Our predictor analysis confirmed previous evidence that baseline HbA1c is the major determinant of achievement of HbA1c targets, while country as an influence independent of that is likely to reflect differences in medical attitudes and resources. Less obvious is why number of previous oral agents might predict achievement of target, independent of these in particular, as combination metformin + sulfonylurea therapy was continued in >90% of participants from randomization (Table2). One possibility is that use of more oral agents reflected more active glucose management, and this continued in respect of insulin dose adjustment during the study.
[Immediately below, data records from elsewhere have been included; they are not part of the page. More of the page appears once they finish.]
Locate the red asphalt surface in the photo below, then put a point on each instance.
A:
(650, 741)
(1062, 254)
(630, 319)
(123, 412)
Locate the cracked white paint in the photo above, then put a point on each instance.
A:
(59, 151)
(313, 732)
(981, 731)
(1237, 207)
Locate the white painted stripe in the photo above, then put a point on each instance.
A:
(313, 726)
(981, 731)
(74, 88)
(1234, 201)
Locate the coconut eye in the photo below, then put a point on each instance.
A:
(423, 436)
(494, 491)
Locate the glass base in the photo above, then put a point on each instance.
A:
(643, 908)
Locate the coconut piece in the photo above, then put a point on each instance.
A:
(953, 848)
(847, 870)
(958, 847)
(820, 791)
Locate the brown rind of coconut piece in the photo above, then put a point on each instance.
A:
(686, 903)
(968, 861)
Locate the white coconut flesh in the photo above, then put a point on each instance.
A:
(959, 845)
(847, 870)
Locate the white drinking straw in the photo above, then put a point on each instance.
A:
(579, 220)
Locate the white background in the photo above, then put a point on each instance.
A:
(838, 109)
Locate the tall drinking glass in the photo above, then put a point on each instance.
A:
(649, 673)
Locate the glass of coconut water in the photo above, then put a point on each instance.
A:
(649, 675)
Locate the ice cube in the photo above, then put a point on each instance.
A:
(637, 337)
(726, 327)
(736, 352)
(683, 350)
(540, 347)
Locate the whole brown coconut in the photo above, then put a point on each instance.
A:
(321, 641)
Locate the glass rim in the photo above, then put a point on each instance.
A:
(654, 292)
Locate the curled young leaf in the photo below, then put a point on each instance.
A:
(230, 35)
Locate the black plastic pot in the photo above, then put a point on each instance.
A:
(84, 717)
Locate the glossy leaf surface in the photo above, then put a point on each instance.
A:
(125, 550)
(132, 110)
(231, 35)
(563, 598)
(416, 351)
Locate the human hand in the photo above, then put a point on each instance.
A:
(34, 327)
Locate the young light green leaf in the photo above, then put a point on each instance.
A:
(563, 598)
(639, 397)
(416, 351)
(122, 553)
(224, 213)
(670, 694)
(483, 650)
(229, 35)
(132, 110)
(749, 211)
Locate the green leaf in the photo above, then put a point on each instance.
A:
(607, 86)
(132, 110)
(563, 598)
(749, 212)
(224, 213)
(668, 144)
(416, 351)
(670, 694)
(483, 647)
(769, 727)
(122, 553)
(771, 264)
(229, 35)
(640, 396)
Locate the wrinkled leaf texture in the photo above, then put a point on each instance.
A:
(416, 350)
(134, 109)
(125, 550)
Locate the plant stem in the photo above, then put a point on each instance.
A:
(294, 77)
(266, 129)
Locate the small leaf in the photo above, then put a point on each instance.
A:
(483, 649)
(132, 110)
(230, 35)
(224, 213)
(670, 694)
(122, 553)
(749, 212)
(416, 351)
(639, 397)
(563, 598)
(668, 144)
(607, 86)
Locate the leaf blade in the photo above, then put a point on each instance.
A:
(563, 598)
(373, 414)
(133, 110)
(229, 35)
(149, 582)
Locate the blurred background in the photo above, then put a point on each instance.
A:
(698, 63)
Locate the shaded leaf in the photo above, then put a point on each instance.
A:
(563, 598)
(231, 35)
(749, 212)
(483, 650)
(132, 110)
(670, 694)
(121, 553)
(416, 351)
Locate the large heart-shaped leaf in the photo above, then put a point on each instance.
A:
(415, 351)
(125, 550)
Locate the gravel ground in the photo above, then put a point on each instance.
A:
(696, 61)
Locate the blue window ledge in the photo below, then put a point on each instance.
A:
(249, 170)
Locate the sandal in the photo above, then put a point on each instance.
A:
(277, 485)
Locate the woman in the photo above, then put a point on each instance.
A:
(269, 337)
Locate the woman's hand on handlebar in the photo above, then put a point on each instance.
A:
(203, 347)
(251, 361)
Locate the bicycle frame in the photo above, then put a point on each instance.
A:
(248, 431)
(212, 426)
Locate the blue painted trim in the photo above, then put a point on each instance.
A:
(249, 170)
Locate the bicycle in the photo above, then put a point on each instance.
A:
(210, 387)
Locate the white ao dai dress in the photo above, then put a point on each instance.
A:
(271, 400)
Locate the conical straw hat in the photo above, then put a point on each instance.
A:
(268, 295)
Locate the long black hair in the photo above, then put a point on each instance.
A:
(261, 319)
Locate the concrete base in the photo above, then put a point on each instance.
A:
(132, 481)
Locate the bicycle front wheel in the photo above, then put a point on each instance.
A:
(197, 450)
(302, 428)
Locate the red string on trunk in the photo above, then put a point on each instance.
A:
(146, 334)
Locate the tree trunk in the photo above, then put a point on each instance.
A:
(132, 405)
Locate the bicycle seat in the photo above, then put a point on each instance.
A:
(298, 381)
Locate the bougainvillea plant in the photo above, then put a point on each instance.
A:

The fact that hypoglycaemia should be predicted by duration of diabetes might reflect less stable glucose control as endogenous insulin secretion wanes with time, an effect presumably overcome for prediction of HbA1c to target by the application of the dose-titration algorithm. In clinical practice it is generally observed that people with a higher BMI have less susceptibility to hypoglycaemia when on insulin, as is confirmed in the present study, although the reasons are unknown.

In conclusion, superiority of insulin glargine over NPH insulin in the reduction of HbA1c after 36 weeks of treatment was not observed; however, the study confirmed that insulin glargine and NPH insulin were similar in this regard and showed, in a diverse, globally distributed population, that safe and effective titration of glargine resulted in lower rates of nocturnal hypoglycaemia despite an algorithm designed to reduce the rate with the comparator insulin. Further treat-to-hypoglycaemia studies might be of longer duration, and perhaps limited to the subpopulation experiencing hypoglycaemia in the first months after starting insulin.